Auch wenn der Ausdruck „ehebrecherisches und sündiges Geschlecht“ in unseren Ohren ein wenig hart klingt, so erleben wir es doch oft, dass Recht und Würde des Menschen angetastet werden. Seit alters her gilt der Anspruch Gottes, Menschen unabhängig von Alter, Herkunft, Geschlecht und Leistungsfähigkeit zu respektieren, einer Gesellschaft, die bei den Werten des Menschlichen nicht immer klare Kante zeigt. Damals, wie heute!  

Jesus wusste das. In seiner Welt galt ein Menschenleben noch viel weniger als in den totalitären Regimen unserer Tage. Der Konflikt mit den herrschenden Kasten seiner Gesellschaft führte unweigerlich zu Leiden und Sterben. 

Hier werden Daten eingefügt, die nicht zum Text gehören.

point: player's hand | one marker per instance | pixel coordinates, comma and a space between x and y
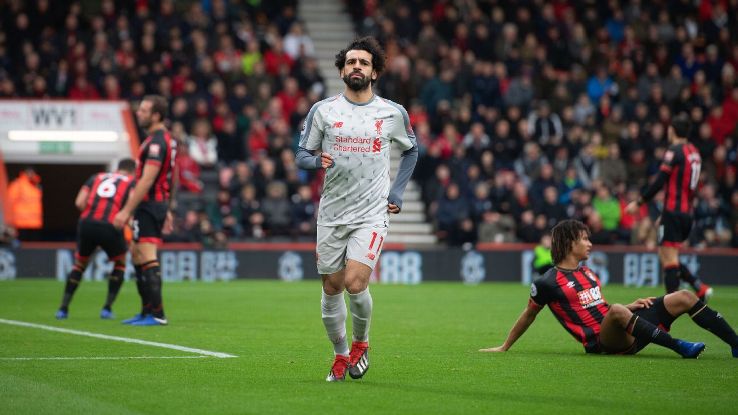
326, 160
497, 349
168, 224
120, 219
632, 207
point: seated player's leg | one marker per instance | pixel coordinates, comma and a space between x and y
364, 248
115, 247
669, 257
85, 247
622, 327
684, 301
613, 336
331, 258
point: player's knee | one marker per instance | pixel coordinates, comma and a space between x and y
356, 286
331, 287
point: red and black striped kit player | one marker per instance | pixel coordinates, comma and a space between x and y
100, 199
679, 176
574, 294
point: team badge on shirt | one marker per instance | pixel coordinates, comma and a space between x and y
154, 150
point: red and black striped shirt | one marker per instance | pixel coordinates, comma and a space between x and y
108, 192
575, 299
679, 175
159, 149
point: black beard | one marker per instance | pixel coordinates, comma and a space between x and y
356, 84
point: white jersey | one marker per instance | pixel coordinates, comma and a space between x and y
358, 136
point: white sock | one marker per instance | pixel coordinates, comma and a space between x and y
333, 308
361, 314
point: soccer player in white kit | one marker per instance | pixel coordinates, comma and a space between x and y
349, 135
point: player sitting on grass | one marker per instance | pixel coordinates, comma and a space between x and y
572, 292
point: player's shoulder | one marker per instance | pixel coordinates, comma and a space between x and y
549, 276
547, 280
391, 104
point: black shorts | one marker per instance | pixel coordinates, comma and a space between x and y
674, 228
656, 315
92, 233
148, 222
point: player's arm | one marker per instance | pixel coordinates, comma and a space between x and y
143, 185
307, 161
405, 137
169, 220
650, 191
311, 139
519, 328
81, 200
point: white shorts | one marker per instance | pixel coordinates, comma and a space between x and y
336, 244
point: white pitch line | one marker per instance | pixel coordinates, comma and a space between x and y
117, 338
104, 358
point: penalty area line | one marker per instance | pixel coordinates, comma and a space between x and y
117, 338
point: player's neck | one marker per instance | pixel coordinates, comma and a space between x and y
359, 97
156, 127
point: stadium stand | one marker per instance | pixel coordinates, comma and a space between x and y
527, 112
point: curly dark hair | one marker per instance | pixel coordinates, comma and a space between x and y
563, 235
368, 44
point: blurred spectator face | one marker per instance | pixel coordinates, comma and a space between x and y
527, 217
191, 219
546, 171
551, 195
481, 191
442, 173
267, 168
201, 129
223, 197
487, 160
452, 191
614, 151
248, 192
243, 171
305, 193
603, 192
541, 221
720, 154
502, 129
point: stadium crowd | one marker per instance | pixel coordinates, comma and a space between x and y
526, 112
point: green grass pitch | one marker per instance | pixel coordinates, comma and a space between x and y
424, 358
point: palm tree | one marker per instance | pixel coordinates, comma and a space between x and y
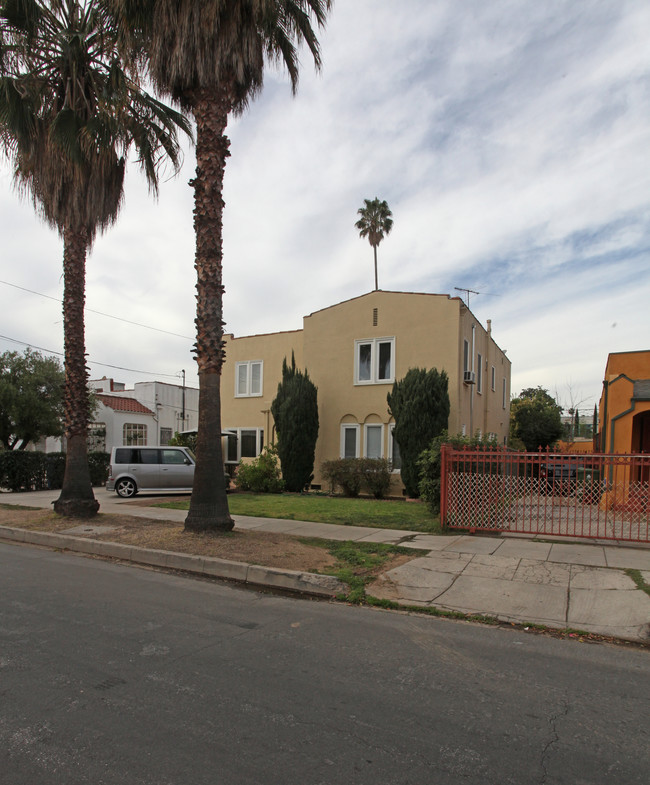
375, 222
69, 112
209, 55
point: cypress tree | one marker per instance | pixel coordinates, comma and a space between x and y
420, 405
295, 412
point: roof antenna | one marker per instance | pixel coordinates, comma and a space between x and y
467, 291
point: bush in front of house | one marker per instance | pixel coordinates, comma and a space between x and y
22, 471
376, 475
37, 471
352, 475
295, 413
420, 405
343, 473
261, 475
429, 464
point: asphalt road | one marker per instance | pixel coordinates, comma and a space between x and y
113, 674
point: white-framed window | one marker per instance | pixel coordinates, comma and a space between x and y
374, 361
394, 456
134, 434
349, 440
373, 444
244, 443
97, 437
249, 378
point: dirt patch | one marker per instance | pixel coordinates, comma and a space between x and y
264, 548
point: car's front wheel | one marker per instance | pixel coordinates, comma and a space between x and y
126, 488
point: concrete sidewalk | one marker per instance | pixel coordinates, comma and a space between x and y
561, 584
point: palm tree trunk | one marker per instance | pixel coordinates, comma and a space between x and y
77, 499
374, 248
209, 502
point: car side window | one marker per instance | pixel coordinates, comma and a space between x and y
126, 455
174, 456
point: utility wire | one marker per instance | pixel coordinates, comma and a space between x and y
94, 362
101, 313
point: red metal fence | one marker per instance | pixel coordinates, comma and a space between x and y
596, 496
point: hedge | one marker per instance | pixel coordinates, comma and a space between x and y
37, 471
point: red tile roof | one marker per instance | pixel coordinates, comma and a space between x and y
123, 404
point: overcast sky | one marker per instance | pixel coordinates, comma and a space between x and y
511, 140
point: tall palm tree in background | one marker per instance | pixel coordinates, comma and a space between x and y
69, 111
209, 56
376, 221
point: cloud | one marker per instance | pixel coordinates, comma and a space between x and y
509, 139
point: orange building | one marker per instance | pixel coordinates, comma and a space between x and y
624, 411
624, 427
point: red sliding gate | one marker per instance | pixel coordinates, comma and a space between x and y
596, 495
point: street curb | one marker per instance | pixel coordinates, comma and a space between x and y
249, 574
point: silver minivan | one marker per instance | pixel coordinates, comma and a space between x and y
134, 469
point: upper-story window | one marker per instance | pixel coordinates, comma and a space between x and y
374, 361
134, 434
248, 378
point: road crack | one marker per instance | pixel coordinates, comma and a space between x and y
555, 738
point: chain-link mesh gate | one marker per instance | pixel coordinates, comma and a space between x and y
596, 496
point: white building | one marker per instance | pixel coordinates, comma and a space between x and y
149, 414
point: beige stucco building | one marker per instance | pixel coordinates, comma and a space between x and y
354, 351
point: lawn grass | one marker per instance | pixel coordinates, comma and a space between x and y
381, 514
356, 562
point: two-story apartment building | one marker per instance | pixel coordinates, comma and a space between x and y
354, 351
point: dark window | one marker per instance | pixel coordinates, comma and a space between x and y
249, 444
384, 361
365, 351
232, 448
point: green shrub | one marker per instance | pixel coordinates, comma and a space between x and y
54, 469
376, 475
36, 471
353, 474
295, 413
262, 475
22, 471
184, 440
429, 464
344, 473
420, 405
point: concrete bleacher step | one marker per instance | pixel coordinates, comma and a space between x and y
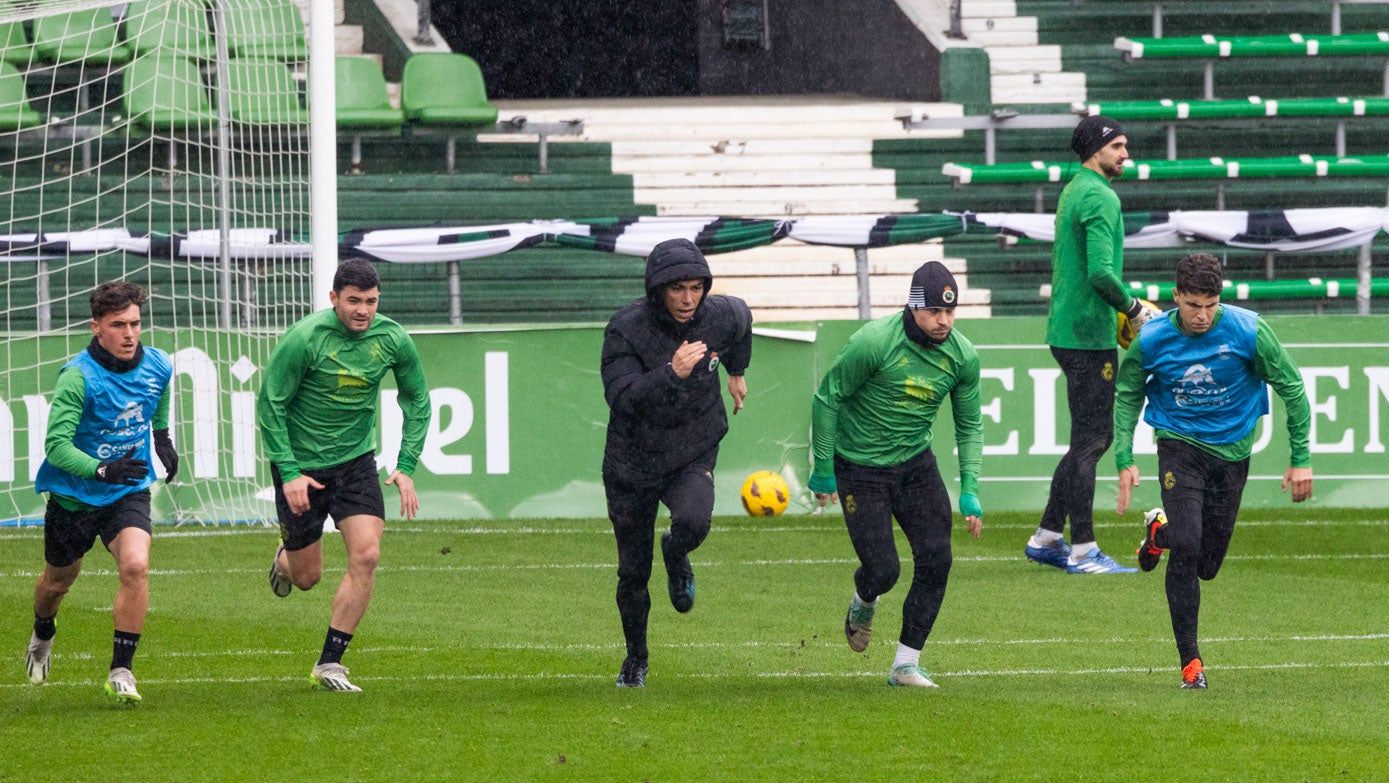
792, 281
743, 156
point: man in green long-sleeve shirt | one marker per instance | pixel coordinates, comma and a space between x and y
1202, 369
110, 406
317, 415
1086, 295
871, 421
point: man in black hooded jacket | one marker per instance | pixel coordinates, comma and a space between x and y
660, 378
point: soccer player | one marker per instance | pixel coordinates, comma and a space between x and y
660, 379
110, 401
1203, 368
317, 417
871, 421
1086, 295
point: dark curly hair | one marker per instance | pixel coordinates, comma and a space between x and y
1199, 274
114, 296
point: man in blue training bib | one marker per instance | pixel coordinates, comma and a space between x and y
110, 407
1202, 368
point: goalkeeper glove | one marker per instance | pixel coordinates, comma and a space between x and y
1141, 313
167, 454
970, 506
122, 471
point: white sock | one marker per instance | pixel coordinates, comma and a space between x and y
907, 655
1079, 551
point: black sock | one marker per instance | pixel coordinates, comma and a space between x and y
122, 651
45, 628
334, 646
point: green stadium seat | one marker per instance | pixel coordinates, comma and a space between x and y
14, 45
1153, 170
167, 93
15, 113
363, 103
445, 90
81, 36
263, 92
175, 28
265, 29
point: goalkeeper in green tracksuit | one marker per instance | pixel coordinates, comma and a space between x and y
317, 417
871, 419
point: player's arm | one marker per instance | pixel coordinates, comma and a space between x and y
413, 397
1103, 222
279, 382
852, 368
1279, 371
629, 389
1128, 403
64, 415
968, 421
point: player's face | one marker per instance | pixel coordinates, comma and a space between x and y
935, 321
682, 297
354, 307
1110, 158
1196, 311
118, 332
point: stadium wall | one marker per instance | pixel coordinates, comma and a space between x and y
520, 421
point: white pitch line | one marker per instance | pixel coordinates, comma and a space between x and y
549, 676
468, 568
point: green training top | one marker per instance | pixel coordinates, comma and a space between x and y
317, 403
64, 415
879, 399
1086, 263
1271, 363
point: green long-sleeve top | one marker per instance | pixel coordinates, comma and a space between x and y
64, 415
879, 399
1086, 265
317, 403
1271, 363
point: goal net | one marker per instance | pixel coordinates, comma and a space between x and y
163, 142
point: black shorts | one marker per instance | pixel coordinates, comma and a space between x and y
350, 489
68, 535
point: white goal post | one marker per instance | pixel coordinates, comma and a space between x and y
171, 143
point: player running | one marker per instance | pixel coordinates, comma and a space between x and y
1203, 369
110, 401
317, 415
872, 444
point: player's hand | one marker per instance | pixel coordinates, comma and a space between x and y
1128, 479
1141, 314
296, 493
167, 454
1300, 481
686, 357
738, 390
409, 500
972, 512
124, 469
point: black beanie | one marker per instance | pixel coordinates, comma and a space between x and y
932, 285
1092, 133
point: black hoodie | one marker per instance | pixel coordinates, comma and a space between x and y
660, 422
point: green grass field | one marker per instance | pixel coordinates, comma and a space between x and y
491, 650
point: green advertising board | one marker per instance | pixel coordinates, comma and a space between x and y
520, 419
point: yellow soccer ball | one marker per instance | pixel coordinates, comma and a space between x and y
1127, 333
766, 494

Konsequentes Leben nach den Regeln des einen Gottes in der einen heiligen Schrift birgt aber nicht nur Risiken. Der Verlust des kompromiss-reichen alten kann auch zu neuem, erfüllten Leben führen. Das ehrenamtliche Engagement für die Menschen am Rande unserer Gesellschaft, sei es bei der Tafel, in den Flüchtlingsheimen oder bei den Rettungsdiensten vor Ort birgt einen unermesslichen Schatz im Herzen. Übrigens: Für Albert Schweitzer war der Spruch vom Verlieren und Gewinnen des Lebens der Anlaß, seine vielversprechende Karriere als Theologe und Philosoph aufzugeben, um noch im Alter von 30 Jahren Medizin zu studieren. Als Urwalddoktor und Friedensaktivist erhielt er immense, unvergessene Anerkennung.